When Emily Dickinson wrote nearly two thousand of the greatest American poems ever written and placed them in a drawer, her motivation was entirely internal. No teacher gave her an assignment, and nobody even comprehended the extent of her radicalism. All she had was her own original voice and a willingness to see what she could do with it. Keep trusting your own voices, even in this digitizing world. AI will never tell you that your work is “finished” or good enough, and no machine can tell you what you want to say.

      As poets, your quirks, your accents, your mistakes, your conjuring of funny family phrases like how your mom calls you “lazy bug” – [Dr. Moore makes a sad attempt to pronounce this phrase in Mandarin!]- in Chinese every morning are what make your poems better, what make them yours.

* * *

      Like Whitman and Dickinson, you are living in times of national upheaval, and there are

moments when nothing—not depth, not empathy, not magic—feels like it will help.

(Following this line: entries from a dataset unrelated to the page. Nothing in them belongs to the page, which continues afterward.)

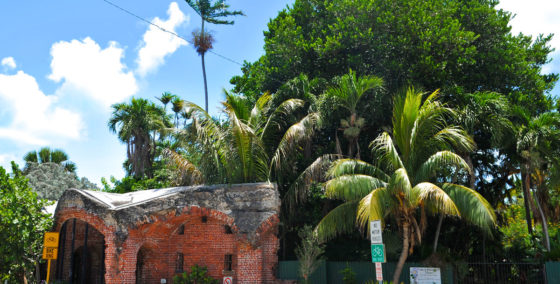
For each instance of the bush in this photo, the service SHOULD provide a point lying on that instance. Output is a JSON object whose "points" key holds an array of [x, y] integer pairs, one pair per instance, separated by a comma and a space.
{"points": [[198, 275]]}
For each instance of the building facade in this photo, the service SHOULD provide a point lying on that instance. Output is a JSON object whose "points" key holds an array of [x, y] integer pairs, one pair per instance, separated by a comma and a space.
{"points": [[150, 236]]}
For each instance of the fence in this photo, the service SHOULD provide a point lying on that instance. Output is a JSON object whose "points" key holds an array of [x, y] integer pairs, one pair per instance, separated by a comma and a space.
{"points": [[472, 273], [330, 272], [504, 273]]}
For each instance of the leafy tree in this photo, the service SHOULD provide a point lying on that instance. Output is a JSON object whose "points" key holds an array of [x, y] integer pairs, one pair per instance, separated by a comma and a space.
{"points": [[178, 105], [252, 144], [212, 12], [50, 180], [166, 98], [408, 180], [22, 223], [537, 141], [138, 124], [459, 46], [46, 155]]}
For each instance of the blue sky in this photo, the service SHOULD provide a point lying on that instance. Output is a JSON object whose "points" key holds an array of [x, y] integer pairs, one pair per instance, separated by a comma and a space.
{"points": [[63, 63]]}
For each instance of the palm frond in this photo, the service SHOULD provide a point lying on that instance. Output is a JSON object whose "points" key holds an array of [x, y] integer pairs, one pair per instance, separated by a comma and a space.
{"points": [[433, 197], [373, 206], [473, 207], [184, 166], [353, 166], [386, 152], [293, 138], [351, 187], [297, 192], [340, 220], [440, 161]]}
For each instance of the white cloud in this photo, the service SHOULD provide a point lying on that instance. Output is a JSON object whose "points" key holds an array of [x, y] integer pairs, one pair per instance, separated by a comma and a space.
{"points": [[157, 44], [8, 62], [35, 116], [535, 17], [87, 69]]}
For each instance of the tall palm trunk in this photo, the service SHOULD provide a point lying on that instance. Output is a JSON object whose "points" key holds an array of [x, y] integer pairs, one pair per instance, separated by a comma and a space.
{"points": [[544, 223], [204, 68], [526, 180], [404, 253], [437, 233]]}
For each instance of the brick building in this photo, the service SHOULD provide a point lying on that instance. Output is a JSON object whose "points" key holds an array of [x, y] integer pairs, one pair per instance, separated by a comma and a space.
{"points": [[150, 236]]}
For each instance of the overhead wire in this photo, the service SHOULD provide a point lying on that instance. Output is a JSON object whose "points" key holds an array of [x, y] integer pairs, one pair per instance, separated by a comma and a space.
{"points": [[177, 35]]}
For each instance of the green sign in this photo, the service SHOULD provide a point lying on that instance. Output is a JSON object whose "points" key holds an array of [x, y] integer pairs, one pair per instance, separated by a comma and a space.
{"points": [[377, 253]]}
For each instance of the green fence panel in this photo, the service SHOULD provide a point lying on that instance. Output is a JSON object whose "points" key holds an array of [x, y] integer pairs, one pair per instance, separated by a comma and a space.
{"points": [[552, 272], [289, 270], [331, 272]]}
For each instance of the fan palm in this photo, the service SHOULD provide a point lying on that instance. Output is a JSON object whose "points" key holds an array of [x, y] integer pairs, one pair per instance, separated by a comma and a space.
{"points": [[408, 178], [251, 145], [211, 12], [166, 98], [348, 93], [137, 125], [46, 155]]}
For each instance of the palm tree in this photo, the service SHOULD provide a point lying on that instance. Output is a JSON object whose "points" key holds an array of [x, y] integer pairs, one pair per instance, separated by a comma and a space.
{"points": [[409, 177], [485, 115], [251, 145], [212, 12], [46, 155], [166, 98], [178, 105], [537, 141], [137, 125], [348, 93]]}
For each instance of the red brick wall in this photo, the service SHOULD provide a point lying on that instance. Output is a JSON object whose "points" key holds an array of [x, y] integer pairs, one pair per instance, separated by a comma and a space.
{"points": [[203, 243]]}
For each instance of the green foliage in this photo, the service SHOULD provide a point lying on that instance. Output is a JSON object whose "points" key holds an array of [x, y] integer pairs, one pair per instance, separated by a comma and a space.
{"points": [[50, 180], [198, 275], [46, 155], [308, 252], [139, 124], [459, 46], [22, 223], [348, 275], [130, 183], [517, 241]]}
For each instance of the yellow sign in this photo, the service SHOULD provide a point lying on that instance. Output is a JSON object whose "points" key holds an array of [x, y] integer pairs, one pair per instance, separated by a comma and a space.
{"points": [[51, 239], [50, 252]]}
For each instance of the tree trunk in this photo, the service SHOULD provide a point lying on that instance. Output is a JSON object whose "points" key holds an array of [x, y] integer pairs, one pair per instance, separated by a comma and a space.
{"points": [[545, 224], [472, 177], [437, 233], [404, 253], [526, 194], [204, 68]]}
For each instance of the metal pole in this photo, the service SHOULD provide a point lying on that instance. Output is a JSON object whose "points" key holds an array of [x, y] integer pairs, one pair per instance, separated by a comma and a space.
{"points": [[60, 260], [72, 250], [48, 271], [84, 256]]}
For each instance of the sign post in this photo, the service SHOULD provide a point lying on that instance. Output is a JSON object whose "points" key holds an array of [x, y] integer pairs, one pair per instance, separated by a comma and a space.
{"points": [[50, 249], [377, 248]]}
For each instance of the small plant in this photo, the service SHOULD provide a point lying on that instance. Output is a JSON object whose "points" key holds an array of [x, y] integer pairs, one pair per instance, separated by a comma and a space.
{"points": [[198, 275], [308, 252], [348, 275]]}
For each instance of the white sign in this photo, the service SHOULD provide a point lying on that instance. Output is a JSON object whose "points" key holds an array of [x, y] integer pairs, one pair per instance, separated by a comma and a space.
{"points": [[425, 275], [228, 279], [378, 271], [375, 232]]}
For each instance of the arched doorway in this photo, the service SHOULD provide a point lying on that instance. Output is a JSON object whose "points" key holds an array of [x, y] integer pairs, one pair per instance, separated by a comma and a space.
{"points": [[81, 256], [146, 266]]}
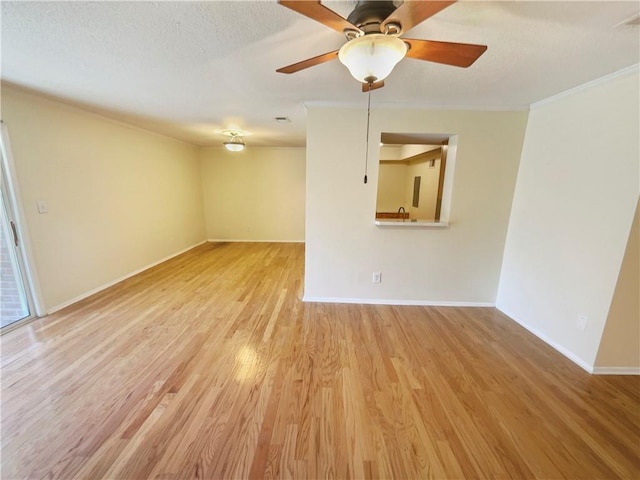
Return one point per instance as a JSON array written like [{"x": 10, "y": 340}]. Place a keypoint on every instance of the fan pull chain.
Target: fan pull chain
[{"x": 366, "y": 158}]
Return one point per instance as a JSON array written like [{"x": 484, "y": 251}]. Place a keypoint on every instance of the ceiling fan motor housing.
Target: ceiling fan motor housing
[{"x": 369, "y": 15}]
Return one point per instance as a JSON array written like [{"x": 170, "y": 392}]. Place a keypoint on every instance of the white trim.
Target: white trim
[
  {"x": 410, "y": 223},
  {"x": 120, "y": 279},
  {"x": 415, "y": 106},
  {"x": 378, "y": 301},
  {"x": 564, "y": 351},
  {"x": 616, "y": 371},
  {"x": 585, "y": 86},
  {"x": 235, "y": 240},
  {"x": 23, "y": 233}
]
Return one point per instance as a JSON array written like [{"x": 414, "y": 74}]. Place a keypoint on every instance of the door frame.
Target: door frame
[{"x": 24, "y": 251}]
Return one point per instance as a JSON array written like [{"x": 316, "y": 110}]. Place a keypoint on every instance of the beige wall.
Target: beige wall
[
  {"x": 620, "y": 344},
  {"x": 429, "y": 179},
  {"x": 119, "y": 198},
  {"x": 392, "y": 187},
  {"x": 254, "y": 195},
  {"x": 455, "y": 265},
  {"x": 575, "y": 199}
]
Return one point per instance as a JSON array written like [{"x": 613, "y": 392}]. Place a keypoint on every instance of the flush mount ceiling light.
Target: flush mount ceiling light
[
  {"x": 371, "y": 58},
  {"x": 235, "y": 143}
]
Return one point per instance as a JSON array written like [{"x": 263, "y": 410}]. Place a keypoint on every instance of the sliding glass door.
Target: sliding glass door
[{"x": 15, "y": 303}]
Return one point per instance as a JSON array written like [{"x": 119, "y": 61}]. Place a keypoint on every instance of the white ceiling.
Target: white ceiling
[{"x": 191, "y": 69}]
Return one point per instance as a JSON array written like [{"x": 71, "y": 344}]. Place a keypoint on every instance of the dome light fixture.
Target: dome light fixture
[
  {"x": 371, "y": 58},
  {"x": 235, "y": 144}
]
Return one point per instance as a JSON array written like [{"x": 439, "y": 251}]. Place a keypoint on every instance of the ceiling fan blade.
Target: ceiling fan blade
[
  {"x": 411, "y": 13},
  {"x": 309, "y": 62},
  {"x": 318, "y": 12},
  {"x": 456, "y": 54},
  {"x": 374, "y": 86}
]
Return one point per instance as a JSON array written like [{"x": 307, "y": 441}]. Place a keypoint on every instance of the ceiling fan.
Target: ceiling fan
[{"x": 374, "y": 45}]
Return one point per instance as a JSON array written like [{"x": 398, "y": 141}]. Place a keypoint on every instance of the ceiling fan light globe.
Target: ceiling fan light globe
[
  {"x": 372, "y": 56},
  {"x": 235, "y": 145}
]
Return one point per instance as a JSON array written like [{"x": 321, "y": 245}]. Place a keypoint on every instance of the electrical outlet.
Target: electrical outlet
[
  {"x": 582, "y": 322},
  {"x": 42, "y": 206}
]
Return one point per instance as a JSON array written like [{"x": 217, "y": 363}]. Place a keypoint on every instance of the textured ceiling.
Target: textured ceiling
[{"x": 191, "y": 69}]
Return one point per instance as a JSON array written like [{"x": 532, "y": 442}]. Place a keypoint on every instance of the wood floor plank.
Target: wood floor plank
[{"x": 210, "y": 366}]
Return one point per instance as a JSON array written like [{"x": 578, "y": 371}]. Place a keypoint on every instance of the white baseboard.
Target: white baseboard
[
  {"x": 564, "y": 351},
  {"x": 235, "y": 240},
  {"x": 379, "y": 301},
  {"x": 118, "y": 280},
  {"x": 616, "y": 371}
]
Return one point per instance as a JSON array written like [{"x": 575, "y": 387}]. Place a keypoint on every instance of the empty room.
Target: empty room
[{"x": 304, "y": 239}]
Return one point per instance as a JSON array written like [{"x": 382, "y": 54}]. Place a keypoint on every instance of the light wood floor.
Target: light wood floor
[{"x": 210, "y": 366}]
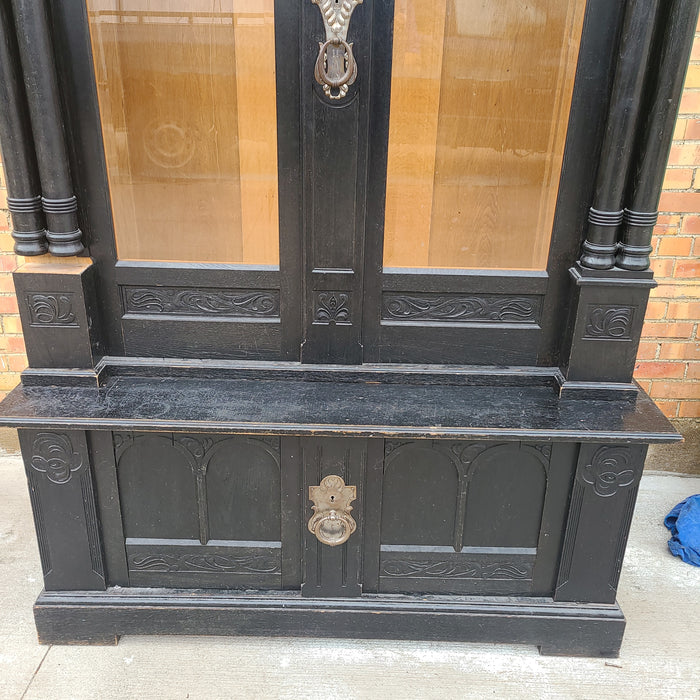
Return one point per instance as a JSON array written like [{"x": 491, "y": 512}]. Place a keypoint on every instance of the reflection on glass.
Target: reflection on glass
[
  {"x": 187, "y": 100},
  {"x": 481, "y": 92}
]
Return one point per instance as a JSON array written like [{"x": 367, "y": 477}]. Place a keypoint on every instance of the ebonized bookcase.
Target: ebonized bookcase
[{"x": 257, "y": 401}]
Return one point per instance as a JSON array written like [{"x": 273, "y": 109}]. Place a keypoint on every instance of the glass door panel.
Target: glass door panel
[
  {"x": 186, "y": 91},
  {"x": 480, "y": 101}
]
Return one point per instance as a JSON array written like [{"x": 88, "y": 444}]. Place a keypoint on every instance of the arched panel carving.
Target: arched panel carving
[
  {"x": 157, "y": 487},
  {"x": 243, "y": 491},
  {"x": 507, "y": 485},
  {"x": 419, "y": 496}
]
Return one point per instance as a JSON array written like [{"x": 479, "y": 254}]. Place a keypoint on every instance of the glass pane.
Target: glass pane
[
  {"x": 187, "y": 99},
  {"x": 480, "y": 99}
]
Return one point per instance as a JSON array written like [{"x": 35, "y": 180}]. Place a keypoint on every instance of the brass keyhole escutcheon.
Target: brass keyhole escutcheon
[
  {"x": 336, "y": 69},
  {"x": 331, "y": 522}
]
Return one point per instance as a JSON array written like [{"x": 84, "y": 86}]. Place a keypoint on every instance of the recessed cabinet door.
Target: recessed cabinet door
[
  {"x": 466, "y": 517},
  {"x": 202, "y": 511}
]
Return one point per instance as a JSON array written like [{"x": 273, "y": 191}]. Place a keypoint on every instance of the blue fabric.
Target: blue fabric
[{"x": 684, "y": 523}]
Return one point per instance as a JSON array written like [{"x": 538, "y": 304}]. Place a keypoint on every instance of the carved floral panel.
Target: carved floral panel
[{"x": 489, "y": 308}]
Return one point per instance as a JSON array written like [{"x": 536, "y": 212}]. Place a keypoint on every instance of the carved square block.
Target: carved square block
[
  {"x": 57, "y": 305},
  {"x": 605, "y": 325}
]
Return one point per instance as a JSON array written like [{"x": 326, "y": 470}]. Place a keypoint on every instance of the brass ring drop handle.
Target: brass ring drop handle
[
  {"x": 336, "y": 50},
  {"x": 321, "y": 71},
  {"x": 331, "y": 522}
]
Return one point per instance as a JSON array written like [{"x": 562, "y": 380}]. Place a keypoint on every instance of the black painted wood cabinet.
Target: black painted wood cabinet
[{"x": 332, "y": 308}]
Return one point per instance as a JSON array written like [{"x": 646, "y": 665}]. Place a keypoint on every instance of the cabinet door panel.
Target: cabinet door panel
[
  {"x": 488, "y": 516},
  {"x": 200, "y": 510}
]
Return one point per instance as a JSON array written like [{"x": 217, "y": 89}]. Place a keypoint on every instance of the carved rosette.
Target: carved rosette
[
  {"x": 53, "y": 455},
  {"x": 606, "y": 322},
  {"x": 51, "y": 309},
  {"x": 332, "y": 308},
  {"x": 609, "y": 471}
]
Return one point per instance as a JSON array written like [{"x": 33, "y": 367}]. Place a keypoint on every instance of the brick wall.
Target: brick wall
[
  {"x": 12, "y": 358},
  {"x": 669, "y": 355},
  {"x": 668, "y": 364}
]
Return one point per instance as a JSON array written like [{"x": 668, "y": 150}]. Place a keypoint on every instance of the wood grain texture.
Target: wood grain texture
[
  {"x": 480, "y": 105},
  {"x": 189, "y": 125}
]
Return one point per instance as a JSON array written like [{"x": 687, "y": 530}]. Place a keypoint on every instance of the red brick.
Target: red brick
[
  {"x": 668, "y": 408},
  {"x": 656, "y": 309},
  {"x": 690, "y": 224},
  {"x": 679, "y": 178},
  {"x": 680, "y": 201},
  {"x": 16, "y": 363},
  {"x": 677, "y": 290},
  {"x": 647, "y": 350},
  {"x": 680, "y": 129},
  {"x": 662, "y": 268},
  {"x": 8, "y": 263},
  {"x": 683, "y": 154},
  {"x": 8, "y": 305},
  {"x": 645, "y": 384},
  {"x": 658, "y": 370},
  {"x": 690, "y": 102},
  {"x": 692, "y": 77},
  {"x": 12, "y": 324},
  {"x": 662, "y": 329},
  {"x": 677, "y": 246},
  {"x": 6, "y": 284},
  {"x": 15, "y": 344},
  {"x": 675, "y": 390},
  {"x": 679, "y": 351},
  {"x": 691, "y": 128},
  {"x": 687, "y": 268},
  {"x": 689, "y": 409},
  {"x": 684, "y": 310}
]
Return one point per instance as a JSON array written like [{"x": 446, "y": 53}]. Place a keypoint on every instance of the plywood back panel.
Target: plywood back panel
[
  {"x": 187, "y": 101},
  {"x": 481, "y": 93}
]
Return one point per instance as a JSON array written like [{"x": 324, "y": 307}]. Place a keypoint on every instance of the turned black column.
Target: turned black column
[
  {"x": 606, "y": 214},
  {"x": 40, "y": 78},
  {"x": 23, "y": 188},
  {"x": 655, "y": 141}
]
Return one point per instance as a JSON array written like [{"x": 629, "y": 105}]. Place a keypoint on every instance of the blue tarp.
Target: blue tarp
[{"x": 684, "y": 523}]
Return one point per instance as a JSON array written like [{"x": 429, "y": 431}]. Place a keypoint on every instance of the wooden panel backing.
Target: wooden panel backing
[
  {"x": 480, "y": 102},
  {"x": 188, "y": 108}
]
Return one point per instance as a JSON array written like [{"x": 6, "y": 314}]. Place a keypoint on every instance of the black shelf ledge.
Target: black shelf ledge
[{"x": 368, "y": 407}]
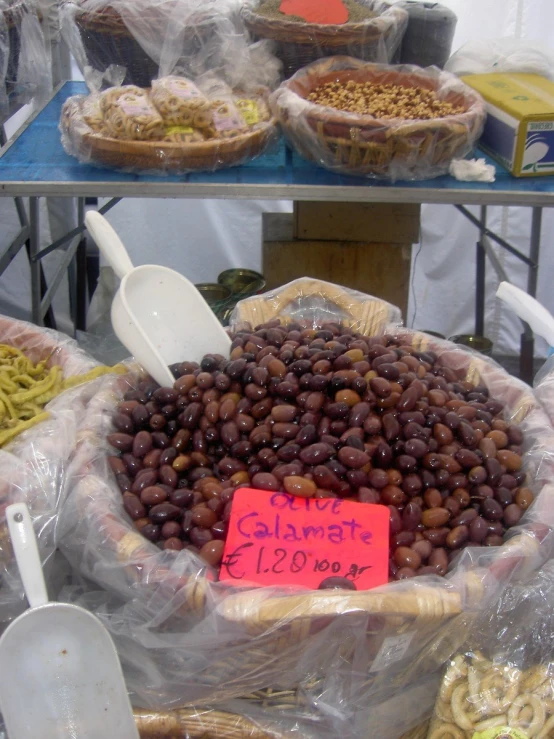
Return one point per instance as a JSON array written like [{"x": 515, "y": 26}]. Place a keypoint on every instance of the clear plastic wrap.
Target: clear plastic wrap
[
  {"x": 501, "y": 55},
  {"x": 297, "y": 44},
  {"x": 33, "y": 464},
  {"x": 319, "y": 663},
  {"x": 396, "y": 148},
  {"x": 209, "y": 87},
  {"x": 235, "y": 127},
  {"x": 124, "y": 42},
  {"x": 501, "y": 684},
  {"x": 544, "y": 387},
  {"x": 25, "y": 69}
]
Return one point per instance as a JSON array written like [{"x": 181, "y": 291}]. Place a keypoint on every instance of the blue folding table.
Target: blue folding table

      As a gay woman, I lived my first thirty-five years in this country without the legal protections of full American citizenship. This did not make me any less human, just as attacks on international students, transgender kids, and the current wave of theatrically cruel deportations meant to strike fear in the hearts of immigrants, don’t make any of those people—people who are in all of our complex, vulnerable, diasporic American families - any less beloved or ambitious or capable or necessary.

      I did everything I could to fight my cancer, and I am in remission now, and I am so grateful, but not all of my friends who fought just as hard survived. The world can be random and cruel.

But this is also why I wanted to return to Stuy as soon as I could. Why I’ve done my best

teaching in the wake of my disease. Because of what we do together, every day, in our school. Because of what every single good, low-paid, hard-working daycare provider and public school teacher who loved you from the moment you stepped into their classroom knows: that we are better off knowing you, that our city is built out of your stories, that you have something to teach America.

      And you did it!

      Here and now, there is no person or politician who can take your education away from you. The poems you memorized for my class, the ideas you explored in your essays, your numeracy and scientific thinking and painstaking coding and the music you sang and the side tables you built and the the transit board you created and the prayers you prayed during eighth period and the basketball plays you ran and the friends you made—they are all inside of you.

* * *

      And Stuy magic is also yours. What is Stuy magic?

      Stuy magic is the intricate Minutes presentation breaking down every line of the Drake Kendrick Lamar feud. It’s the quality that leads random kids in the hallways to join your Shakespeare performance groups. It’s when someone puts GeoGuesser on the SmartBoard and everyone goes bananas. It’s the notes you write to your classmates on Sharing Day.

       It’s the moment early in my Stuy career, when I taught twenty-six students in a classroom with thirty-four desks. Of course, you all tried to sit in the back, which felt far away and made you hard to hear. So, in an effort to force you back up front, I placed “Reserved” signs on the back eight desks. You wouldn’t dare to break the rules, but you did ask a lot of questions as you

settled into the front row. 

      “Who are these reserved for?”

      “Um, a panel of … international …educational …dignitaries.”

      “For real?”

      “I mean you see the signs.”

* * *

      One month later my Assistant Principal appeared in my doorway followed by a well-dressed

crowd. “You can say no, but I have a large, unexpected group of school leaders here from

Denmark who’d like to watch some classes. Would you be okay if they sat in?” My students and I looked at each other with huge eyes.

“Of course,” I said. “We’ve been expecting you.”

      The world might not know it yet, but it’s expecting you. It needs your depth, your empathy, and your magic. Congratulations class of 2025.